It’s a public holiday today and we are enjoying a much needed break from work. Especially for my wife, who had to deal with the fallout of the major restructuring announcement and a project deliverable in the last 2 weeks. This has been tough for her but it looks to be a long drawn-out battle of strategy, wits and negotiation. So she must rest when possible, ensure that job deliverables are still being met, while working on securing something internally at the bank for herself in the short to medium term.
Anyway, both of us are also clearing our work to get ready to go on leave for 1 to 2 weeks. We can’t travel anywhere internationally but should go out as a family to engage in domestic tourism here in Singapore. As long as we are not staying at home because we have been doing a lot of that in the past few months. It looks like we should still be working from home for now and this arrangement allows us to spend more time with the baby. He’s coming to 9 months old and is fortunate to have so much time with his parents every day.
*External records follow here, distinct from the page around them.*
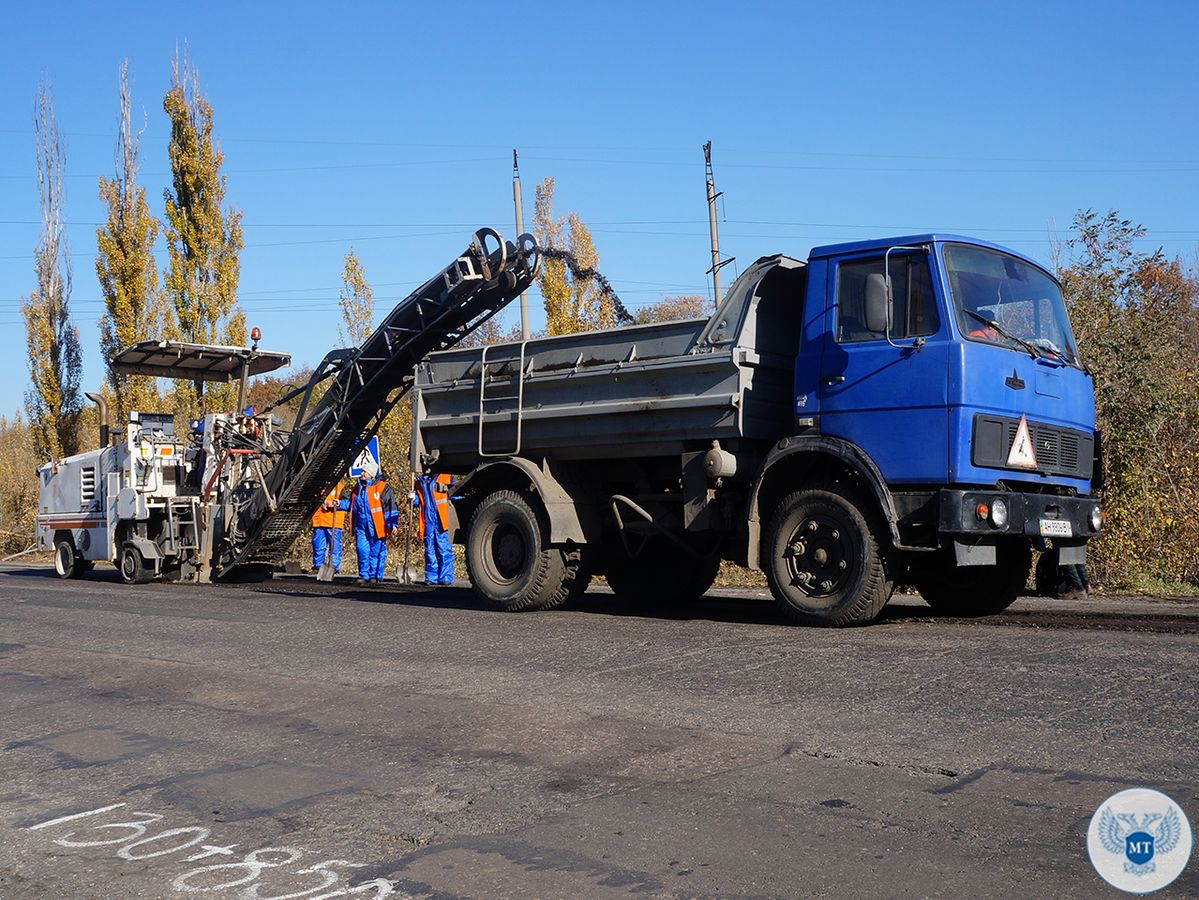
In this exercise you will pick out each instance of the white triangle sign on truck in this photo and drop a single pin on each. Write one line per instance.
(367, 460)
(1022, 453)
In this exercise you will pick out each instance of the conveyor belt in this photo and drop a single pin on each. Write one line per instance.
(362, 386)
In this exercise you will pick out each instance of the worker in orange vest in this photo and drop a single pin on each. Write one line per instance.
(374, 517)
(326, 529)
(432, 499)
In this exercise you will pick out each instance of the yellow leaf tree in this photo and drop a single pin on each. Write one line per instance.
(356, 301)
(203, 240)
(55, 362)
(572, 303)
(134, 308)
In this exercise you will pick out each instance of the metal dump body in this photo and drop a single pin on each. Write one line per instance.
(651, 390)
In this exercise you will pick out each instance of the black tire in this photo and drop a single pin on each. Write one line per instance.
(132, 567)
(66, 561)
(825, 559)
(662, 573)
(974, 591)
(507, 557)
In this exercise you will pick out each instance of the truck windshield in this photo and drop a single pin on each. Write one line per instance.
(1022, 300)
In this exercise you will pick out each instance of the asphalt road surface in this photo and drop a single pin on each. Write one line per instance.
(315, 741)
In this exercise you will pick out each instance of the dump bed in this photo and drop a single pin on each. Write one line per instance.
(649, 390)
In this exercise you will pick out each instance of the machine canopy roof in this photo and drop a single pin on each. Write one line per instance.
(205, 362)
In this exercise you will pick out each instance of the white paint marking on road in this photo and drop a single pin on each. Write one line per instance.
(77, 815)
(209, 850)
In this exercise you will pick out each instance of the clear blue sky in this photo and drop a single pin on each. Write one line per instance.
(390, 127)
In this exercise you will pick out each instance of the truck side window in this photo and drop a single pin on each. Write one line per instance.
(915, 307)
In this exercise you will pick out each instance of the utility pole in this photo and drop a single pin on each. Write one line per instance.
(519, 205)
(711, 223)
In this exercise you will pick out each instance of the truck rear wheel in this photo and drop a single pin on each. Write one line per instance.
(824, 559)
(507, 557)
(132, 567)
(662, 572)
(66, 561)
(976, 591)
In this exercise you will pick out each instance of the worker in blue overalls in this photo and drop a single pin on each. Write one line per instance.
(374, 517)
(326, 529)
(432, 499)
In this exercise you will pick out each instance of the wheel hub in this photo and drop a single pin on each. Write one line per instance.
(818, 556)
(510, 551)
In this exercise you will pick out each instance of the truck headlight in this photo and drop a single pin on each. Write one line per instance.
(998, 513)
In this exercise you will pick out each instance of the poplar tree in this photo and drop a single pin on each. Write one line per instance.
(128, 277)
(55, 361)
(203, 241)
(356, 300)
(572, 303)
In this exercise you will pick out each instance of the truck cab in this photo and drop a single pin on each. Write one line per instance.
(946, 368)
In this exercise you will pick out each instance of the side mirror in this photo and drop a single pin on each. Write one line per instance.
(878, 303)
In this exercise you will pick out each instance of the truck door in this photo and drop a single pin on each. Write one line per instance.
(890, 400)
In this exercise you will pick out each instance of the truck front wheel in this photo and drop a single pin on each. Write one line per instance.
(507, 557)
(980, 590)
(66, 561)
(132, 567)
(824, 559)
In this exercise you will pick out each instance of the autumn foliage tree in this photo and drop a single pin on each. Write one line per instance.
(203, 240)
(53, 399)
(128, 278)
(1136, 316)
(572, 304)
(356, 300)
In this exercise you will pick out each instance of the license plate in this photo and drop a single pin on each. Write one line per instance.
(1055, 529)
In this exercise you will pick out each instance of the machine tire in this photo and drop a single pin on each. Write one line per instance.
(132, 567)
(66, 561)
(662, 572)
(829, 537)
(507, 557)
(974, 591)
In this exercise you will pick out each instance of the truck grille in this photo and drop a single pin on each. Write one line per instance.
(1059, 451)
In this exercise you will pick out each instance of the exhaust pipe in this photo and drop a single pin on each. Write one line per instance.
(102, 411)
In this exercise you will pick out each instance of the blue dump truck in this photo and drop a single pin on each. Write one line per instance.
(910, 410)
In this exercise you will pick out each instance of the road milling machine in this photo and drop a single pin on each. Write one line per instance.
(228, 499)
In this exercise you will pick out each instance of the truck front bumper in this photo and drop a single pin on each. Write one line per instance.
(972, 517)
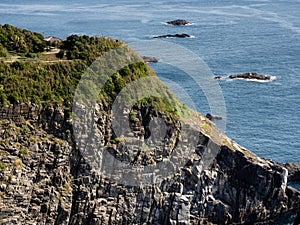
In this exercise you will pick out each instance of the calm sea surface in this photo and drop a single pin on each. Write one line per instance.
(230, 36)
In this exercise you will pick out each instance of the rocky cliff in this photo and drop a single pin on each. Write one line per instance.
(45, 179)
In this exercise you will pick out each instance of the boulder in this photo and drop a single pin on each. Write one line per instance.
(253, 76)
(173, 36)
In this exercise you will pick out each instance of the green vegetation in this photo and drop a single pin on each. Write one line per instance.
(53, 82)
(20, 41)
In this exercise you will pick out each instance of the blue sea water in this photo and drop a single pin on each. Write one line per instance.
(230, 36)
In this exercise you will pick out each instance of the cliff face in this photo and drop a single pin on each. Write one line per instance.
(46, 180)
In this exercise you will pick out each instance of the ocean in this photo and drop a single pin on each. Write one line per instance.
(230, 36)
Especially with me as a father because I wasn’t expecting to be there for him this much. Since I have been working from home, I didn’t see the need to take any leave during this period of time. As a result, I have built up a significant number of leave days for this year. I plan to use a bit every week from Sep to give myself shorter work weeks, encash some of them and carry forward the remaining to next year. When I eventually have to go back to the office, these leave days should come in handy then.
Since we still have our jobs for now, our salary income allows us to continue with our weekly investment plans. We have also started manually Dollar-Cost Averaging (DCA) into S&P 500 and World ETFs every other week to keep increasing our investment positions in the markets. Took a while to set this up because prices have gone up significantly in the last month. But we decided to just go ahead with a basic level of manual DCA and adjust the investing amounts accordingly depending on how the economic situation develops.
With the shares of local banks falling due to the announcement by MAS asking them to cap dividends this year in light of the economic uncertainty, we took the opportunity to invest in local bank stocks and SG ETF. As we haven’t been manually investing much since Mar, there has been a cash build-up with our savings going up and expenses going down. Banks have also cut the interest rates on their savings accounts. Which has translated into higher opportunity costs of holding cash for us. When the interest rates used to be higher, the opportunity costs were lower as we held more cash to wait for market falls to invest. Doing the same thing now no longer works as well with the lower interest rates on cash dragging the asset portfolio returns down.
We have changed this strategy to deploy our cash more readily every month when there’s price weakness in the markets. This rebalances the proportion split between cash and investments in our asset portfolio more frequently to keep the allocation healthy. We will always look to maintain a large cash balance because of the financial buffers it provide. But the key is to keep the cash holding percentage of our asset portfolio consistent and not let it go up. This means that the cash balance amount is still increasing but in proportion with the rest of the components of our asset portfolio. It’s a balanced asset allocation approach and works well to navigate such uncertain economic times.